Резкий тон Ульбрихта заставил смолкнуть смех в зале. А бедный товарищ из Веддинга беспомощно озирался вокруг, явно не понимая, что случилось. Такие понятия, как «прогрессивные церковные круги», очевидно, ему тоже ничего не говорили. Ульбрихт не счел нужным хотя бы коротко разъяснить старому партийцу–рабочему новую политическую линию и ограничился только окриком.

Запомнился еще один инцидент, носивший более острый характер. В этом случае дело дошло до открытого протеста многочисленных берлинских партработников против директивы Ульбрихта.
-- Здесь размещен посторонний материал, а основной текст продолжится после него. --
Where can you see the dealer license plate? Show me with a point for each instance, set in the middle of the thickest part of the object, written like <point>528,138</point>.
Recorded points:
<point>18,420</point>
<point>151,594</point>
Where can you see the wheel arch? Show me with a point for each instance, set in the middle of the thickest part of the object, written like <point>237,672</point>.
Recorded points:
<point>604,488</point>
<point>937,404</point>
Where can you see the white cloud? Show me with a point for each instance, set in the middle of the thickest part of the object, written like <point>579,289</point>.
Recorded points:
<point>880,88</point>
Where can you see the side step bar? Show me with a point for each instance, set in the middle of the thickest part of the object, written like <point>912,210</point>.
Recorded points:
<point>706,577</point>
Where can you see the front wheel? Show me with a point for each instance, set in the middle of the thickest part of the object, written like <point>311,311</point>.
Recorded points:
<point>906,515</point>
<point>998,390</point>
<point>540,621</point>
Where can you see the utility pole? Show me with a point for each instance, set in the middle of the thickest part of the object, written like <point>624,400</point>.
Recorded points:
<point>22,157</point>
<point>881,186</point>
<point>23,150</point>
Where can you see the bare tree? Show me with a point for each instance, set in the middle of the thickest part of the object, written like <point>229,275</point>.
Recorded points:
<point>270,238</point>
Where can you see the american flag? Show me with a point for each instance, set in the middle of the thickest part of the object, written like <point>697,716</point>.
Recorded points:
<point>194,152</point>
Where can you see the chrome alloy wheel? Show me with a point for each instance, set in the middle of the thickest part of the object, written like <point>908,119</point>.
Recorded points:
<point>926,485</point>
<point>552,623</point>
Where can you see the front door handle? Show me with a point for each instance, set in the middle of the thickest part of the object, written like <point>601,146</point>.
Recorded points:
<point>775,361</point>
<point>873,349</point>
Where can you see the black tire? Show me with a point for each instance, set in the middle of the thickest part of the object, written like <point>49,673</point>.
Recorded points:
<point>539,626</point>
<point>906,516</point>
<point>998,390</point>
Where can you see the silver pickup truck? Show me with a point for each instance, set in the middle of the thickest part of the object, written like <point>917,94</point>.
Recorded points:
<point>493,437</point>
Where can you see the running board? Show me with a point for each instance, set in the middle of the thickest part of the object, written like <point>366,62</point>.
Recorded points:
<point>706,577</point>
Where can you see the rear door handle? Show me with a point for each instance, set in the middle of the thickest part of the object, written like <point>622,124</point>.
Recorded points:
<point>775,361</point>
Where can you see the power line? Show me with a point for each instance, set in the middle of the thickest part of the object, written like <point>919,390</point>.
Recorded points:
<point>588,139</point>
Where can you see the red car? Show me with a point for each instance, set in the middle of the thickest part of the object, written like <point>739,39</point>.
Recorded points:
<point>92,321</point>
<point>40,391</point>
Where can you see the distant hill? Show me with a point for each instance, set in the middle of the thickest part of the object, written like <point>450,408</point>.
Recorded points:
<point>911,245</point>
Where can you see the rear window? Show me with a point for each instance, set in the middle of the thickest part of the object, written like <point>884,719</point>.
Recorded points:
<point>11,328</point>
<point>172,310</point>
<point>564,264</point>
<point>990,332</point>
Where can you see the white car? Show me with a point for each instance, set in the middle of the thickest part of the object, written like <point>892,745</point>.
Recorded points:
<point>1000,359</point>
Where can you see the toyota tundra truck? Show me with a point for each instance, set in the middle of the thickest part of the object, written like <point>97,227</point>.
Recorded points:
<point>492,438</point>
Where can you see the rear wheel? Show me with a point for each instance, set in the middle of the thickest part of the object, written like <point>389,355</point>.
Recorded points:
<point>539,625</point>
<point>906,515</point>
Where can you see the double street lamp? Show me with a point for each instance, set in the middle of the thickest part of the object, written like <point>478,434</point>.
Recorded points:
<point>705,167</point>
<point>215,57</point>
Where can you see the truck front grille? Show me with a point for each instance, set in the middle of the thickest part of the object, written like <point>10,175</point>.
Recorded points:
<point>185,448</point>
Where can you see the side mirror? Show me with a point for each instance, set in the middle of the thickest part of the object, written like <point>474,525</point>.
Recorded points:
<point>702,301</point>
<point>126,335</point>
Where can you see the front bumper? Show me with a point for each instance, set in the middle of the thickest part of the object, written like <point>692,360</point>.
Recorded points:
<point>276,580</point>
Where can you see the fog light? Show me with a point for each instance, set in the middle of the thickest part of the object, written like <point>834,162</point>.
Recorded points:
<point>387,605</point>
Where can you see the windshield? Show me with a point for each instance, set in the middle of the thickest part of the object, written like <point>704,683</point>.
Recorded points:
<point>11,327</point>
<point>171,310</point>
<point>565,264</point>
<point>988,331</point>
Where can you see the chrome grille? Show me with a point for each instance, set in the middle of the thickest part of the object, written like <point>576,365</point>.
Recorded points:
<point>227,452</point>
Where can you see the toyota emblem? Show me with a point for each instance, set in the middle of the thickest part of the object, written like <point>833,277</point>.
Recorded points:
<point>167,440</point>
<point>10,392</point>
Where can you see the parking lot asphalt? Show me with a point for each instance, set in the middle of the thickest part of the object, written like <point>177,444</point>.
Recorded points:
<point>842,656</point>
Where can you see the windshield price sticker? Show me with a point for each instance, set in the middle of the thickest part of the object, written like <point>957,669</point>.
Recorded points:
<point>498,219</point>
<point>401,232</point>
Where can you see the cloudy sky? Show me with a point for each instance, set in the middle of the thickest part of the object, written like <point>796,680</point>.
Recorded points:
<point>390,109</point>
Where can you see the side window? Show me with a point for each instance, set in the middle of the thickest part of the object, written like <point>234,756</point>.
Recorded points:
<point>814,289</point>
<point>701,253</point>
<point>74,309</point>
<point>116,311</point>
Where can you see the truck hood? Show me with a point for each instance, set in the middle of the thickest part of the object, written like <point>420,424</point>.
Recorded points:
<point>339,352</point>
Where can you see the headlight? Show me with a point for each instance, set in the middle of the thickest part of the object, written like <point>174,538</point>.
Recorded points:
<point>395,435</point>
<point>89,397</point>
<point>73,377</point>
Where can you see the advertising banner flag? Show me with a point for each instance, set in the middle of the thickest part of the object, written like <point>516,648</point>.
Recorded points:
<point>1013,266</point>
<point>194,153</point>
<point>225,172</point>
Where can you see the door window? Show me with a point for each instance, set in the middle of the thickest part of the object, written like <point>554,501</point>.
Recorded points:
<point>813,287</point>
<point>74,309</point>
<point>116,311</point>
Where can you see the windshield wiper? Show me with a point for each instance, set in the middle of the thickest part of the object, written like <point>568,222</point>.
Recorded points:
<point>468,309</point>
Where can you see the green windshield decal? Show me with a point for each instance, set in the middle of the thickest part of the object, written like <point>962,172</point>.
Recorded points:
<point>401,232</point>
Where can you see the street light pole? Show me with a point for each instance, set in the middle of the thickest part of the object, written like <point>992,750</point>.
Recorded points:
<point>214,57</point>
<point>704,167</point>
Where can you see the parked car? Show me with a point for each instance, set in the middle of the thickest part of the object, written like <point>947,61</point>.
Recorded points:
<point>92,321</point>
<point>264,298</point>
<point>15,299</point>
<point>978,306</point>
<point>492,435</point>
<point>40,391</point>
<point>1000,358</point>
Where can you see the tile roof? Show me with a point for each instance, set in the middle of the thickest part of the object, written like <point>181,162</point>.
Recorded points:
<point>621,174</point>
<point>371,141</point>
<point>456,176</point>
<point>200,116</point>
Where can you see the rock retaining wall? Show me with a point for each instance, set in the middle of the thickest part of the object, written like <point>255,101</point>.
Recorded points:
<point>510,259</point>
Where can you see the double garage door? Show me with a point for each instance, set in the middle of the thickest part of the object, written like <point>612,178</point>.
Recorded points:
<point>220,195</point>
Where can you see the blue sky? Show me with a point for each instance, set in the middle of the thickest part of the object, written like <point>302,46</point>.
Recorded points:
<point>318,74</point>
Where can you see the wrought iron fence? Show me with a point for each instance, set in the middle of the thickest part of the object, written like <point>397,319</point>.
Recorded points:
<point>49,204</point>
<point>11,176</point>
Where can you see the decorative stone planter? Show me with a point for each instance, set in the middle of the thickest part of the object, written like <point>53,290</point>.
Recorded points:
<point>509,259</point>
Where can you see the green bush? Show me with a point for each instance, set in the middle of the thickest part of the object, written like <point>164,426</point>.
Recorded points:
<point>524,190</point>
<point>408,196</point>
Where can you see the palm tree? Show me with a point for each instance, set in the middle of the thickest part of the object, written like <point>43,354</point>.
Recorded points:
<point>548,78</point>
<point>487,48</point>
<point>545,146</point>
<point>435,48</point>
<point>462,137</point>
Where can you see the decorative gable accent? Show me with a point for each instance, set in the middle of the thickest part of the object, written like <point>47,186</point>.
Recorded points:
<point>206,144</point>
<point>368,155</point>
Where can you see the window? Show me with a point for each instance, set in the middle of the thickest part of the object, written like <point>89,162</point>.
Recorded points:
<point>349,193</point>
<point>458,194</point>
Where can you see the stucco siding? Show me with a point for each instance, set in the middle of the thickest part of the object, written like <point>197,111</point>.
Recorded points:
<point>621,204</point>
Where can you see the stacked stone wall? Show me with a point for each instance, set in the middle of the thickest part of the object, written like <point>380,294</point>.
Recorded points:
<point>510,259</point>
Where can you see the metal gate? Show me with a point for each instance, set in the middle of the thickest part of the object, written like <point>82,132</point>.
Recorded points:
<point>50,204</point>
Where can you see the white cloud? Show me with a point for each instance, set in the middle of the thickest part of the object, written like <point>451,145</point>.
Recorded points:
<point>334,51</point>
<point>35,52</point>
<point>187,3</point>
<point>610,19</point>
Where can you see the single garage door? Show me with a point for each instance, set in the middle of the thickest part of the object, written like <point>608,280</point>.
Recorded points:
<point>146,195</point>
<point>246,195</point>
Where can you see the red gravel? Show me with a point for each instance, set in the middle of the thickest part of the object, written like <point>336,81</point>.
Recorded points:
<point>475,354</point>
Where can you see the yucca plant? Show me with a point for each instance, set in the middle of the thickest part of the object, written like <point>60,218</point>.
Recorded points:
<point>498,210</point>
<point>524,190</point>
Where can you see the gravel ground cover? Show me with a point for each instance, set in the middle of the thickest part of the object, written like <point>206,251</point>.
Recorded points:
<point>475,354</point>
Воскресная конференция близилась к концу. Текущие отчеты были приняты, общие указания, касающиеся работы в управлениях, распределены.

– Есть еще вопросы?

– Да, есть! – раздался голос из задних рядов. – Антифашистски настроенные врачи поставили перед нами вопрос: что им следует делать, когда к ним приходят изнасилованные женщины и просят сделать им аборт. Я обещал этим врачам, дать ответ. В таких случаях мы должны иметь ясную установку в отношении абортов.

Этого товарища тут же поддержал другой.

– Это неотложный вопрос. Об этом повсюду говорят. Мы обязаны дать точные указания заведующим отделами здравоохранения. Мое мнение таково, что во всех подобных случаях аборты должны быть официально разрешены.

В зале раздались одобрительные возгласы. Ульбрихт прервал дискуссию, закричав:

– Об этом не может быть и речи! Я считаю дискуссию оконченной!

Однако берлинские коммунисты в мае 1945 года не были еще покорными рабами и дискуссию никак не считали оконченной.

Впервые в своей жизни я стал свидетелем того, что до сих пор считал немыслимым: открытого протеста против высокопоставленного партийного руководителя.

– Так дело не пойдет! Мы будем об этом говорить!

– Наш долг определить свою позицию в этом вопросе!

– Мы обязаны дать возможность женщинам рабочего класса делать аборты!